Not to the beach, to the great basalt headlands graced with low-lying evergreens shaped
by the winds. To that Pacific Ocean that William Clark called the Great
Western Ocean. When he made the entry he said he wasn't about to call it the
Pacific. He hadn't had one pacific (peaceful) day since he laid eyes on it.
And silence. Not the scary, wake up in the middle of the night, where is
everybody silence. But the root deep silence of the world before the first
word was spoken. A silence that hums just below what you can hear. Bird song, wind song
and water song are part of that silence. A silence with a background hum. A
silence that begins to sing. To speak. 

SILENCING THE SONG

Sorry I've been out for awhile. Trying to find my voice. And this is what I'm starting to find. Look out amateur philosopher at work. Things may be a little disjointed while I get semi grounded again.

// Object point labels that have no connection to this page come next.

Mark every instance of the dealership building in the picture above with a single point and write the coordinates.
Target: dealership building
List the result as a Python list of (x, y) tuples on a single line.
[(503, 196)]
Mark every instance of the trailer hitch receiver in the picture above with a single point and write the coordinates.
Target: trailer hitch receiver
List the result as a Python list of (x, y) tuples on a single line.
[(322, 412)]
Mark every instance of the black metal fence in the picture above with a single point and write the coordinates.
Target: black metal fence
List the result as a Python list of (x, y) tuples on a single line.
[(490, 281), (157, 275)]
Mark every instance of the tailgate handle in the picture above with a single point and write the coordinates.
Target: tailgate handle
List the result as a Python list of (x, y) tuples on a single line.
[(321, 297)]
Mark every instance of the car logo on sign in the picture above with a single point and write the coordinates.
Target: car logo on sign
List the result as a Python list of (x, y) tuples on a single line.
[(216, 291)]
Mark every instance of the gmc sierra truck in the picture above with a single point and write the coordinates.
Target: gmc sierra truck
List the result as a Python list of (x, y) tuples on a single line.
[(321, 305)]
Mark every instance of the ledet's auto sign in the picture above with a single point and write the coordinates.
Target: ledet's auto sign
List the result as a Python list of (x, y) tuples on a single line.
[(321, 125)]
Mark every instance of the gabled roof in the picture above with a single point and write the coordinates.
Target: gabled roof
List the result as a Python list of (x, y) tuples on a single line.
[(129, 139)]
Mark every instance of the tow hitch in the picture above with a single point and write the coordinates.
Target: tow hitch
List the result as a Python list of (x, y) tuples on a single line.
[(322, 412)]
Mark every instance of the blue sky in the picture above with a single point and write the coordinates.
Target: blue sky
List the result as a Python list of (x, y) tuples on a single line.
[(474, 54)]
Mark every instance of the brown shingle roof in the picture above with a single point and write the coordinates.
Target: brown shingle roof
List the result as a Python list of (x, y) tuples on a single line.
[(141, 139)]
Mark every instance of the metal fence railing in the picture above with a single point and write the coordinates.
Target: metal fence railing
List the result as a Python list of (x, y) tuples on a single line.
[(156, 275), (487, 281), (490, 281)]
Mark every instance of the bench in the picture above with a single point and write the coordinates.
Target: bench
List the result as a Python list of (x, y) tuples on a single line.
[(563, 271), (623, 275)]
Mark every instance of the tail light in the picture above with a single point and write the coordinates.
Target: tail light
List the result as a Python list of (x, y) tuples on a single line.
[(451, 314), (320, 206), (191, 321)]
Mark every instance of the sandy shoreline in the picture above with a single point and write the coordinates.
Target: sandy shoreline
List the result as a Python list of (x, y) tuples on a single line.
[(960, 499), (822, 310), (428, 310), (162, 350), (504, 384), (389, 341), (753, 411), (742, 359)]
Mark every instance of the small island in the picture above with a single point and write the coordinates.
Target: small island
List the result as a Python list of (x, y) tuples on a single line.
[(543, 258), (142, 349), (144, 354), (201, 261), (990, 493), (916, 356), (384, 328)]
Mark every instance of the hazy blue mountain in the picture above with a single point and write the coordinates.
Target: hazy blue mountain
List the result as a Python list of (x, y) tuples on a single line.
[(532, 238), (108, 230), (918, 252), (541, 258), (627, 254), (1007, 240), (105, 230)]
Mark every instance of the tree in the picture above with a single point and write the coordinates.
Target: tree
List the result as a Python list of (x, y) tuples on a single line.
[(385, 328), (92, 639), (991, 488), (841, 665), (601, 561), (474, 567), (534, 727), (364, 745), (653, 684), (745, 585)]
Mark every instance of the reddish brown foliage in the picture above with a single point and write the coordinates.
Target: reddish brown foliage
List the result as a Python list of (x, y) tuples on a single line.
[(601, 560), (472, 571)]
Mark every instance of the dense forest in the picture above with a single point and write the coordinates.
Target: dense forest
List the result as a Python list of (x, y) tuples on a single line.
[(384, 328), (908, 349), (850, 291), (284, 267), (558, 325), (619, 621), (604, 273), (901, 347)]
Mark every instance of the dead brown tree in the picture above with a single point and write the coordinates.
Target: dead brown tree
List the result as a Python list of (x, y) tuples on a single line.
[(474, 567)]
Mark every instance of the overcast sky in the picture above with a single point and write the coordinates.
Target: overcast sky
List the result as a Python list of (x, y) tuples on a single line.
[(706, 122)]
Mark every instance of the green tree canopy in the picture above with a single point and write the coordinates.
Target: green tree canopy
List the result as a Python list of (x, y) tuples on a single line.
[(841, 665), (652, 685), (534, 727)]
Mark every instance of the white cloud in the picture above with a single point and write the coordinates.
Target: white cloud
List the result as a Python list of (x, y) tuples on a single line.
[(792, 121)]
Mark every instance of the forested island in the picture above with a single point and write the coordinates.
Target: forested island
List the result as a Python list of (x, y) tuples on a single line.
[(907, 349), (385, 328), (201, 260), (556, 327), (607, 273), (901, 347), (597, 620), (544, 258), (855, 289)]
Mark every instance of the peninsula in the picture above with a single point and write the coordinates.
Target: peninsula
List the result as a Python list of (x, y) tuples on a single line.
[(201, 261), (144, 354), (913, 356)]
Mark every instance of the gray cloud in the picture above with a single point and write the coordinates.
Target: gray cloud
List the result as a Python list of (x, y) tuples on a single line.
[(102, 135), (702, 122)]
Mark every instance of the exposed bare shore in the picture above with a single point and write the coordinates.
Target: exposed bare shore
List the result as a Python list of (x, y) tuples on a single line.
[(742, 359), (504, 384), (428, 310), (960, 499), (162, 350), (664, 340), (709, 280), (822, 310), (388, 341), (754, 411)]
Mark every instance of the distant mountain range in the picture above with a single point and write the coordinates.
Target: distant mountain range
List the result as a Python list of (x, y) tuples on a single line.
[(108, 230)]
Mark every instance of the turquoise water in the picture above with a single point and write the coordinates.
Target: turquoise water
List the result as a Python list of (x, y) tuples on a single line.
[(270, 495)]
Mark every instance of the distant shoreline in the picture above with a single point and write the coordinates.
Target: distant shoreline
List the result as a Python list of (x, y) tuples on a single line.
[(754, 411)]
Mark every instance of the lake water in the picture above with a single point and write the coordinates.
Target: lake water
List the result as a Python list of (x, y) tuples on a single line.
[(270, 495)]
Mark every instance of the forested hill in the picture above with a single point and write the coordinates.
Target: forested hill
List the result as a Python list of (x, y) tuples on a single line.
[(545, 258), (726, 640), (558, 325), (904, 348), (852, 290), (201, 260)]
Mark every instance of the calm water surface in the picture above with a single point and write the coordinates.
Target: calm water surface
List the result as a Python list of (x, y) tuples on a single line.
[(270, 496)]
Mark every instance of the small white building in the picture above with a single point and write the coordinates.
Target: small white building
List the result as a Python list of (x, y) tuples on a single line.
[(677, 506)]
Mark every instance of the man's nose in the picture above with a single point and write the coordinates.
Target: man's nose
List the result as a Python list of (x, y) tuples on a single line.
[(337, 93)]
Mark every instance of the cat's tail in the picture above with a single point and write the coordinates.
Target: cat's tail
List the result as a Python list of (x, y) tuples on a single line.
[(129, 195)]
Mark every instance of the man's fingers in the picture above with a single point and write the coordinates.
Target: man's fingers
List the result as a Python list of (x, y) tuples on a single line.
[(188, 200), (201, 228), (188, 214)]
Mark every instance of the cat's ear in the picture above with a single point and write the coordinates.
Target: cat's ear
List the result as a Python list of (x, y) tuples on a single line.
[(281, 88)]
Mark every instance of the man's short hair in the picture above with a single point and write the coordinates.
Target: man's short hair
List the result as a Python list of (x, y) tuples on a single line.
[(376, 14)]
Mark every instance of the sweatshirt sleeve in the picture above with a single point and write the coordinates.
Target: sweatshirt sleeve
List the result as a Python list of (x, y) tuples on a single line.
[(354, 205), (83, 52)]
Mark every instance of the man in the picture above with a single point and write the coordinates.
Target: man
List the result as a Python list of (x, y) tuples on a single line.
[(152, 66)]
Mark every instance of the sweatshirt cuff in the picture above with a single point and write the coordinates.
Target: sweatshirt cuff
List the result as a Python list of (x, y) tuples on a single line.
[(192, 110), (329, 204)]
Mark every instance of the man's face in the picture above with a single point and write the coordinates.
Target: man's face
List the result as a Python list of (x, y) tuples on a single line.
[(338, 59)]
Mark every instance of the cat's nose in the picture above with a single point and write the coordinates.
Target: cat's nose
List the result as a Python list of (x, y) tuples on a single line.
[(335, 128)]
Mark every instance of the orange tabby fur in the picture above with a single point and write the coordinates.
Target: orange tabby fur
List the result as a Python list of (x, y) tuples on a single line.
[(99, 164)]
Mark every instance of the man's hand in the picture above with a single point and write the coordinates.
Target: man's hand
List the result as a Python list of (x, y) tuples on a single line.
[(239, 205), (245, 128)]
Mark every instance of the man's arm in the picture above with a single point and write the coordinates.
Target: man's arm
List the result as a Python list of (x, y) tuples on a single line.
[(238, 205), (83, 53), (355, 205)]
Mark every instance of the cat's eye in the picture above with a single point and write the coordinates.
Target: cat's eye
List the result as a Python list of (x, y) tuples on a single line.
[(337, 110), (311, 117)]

I was rereading Morgan Llewyllen's novel Druids when an idea started to slip into my consciousness. The idea of the Source as the foundation of All. It hit me. One Source. One God. The beginning of all. Life, love, music, poetry, law, healing. In the beginning was the Word, and the Word was with God and the Word was God. In the beginning was the Singer, the Singer sang and it all began.

What does it matter. There is one belief in common. As long as the Speaker speaks, the Singer sings, Creation continues. Silence the Speaker, Silence the Singer and Creation ends.

But happens when our machines, our guns, our shouting, our greed, drown out the Speaker. Drown out the Singer. Reduce the voices in the Song of Creation? The song continues but with fewer and fewer voices.What will be left when the only voice heard is our hate?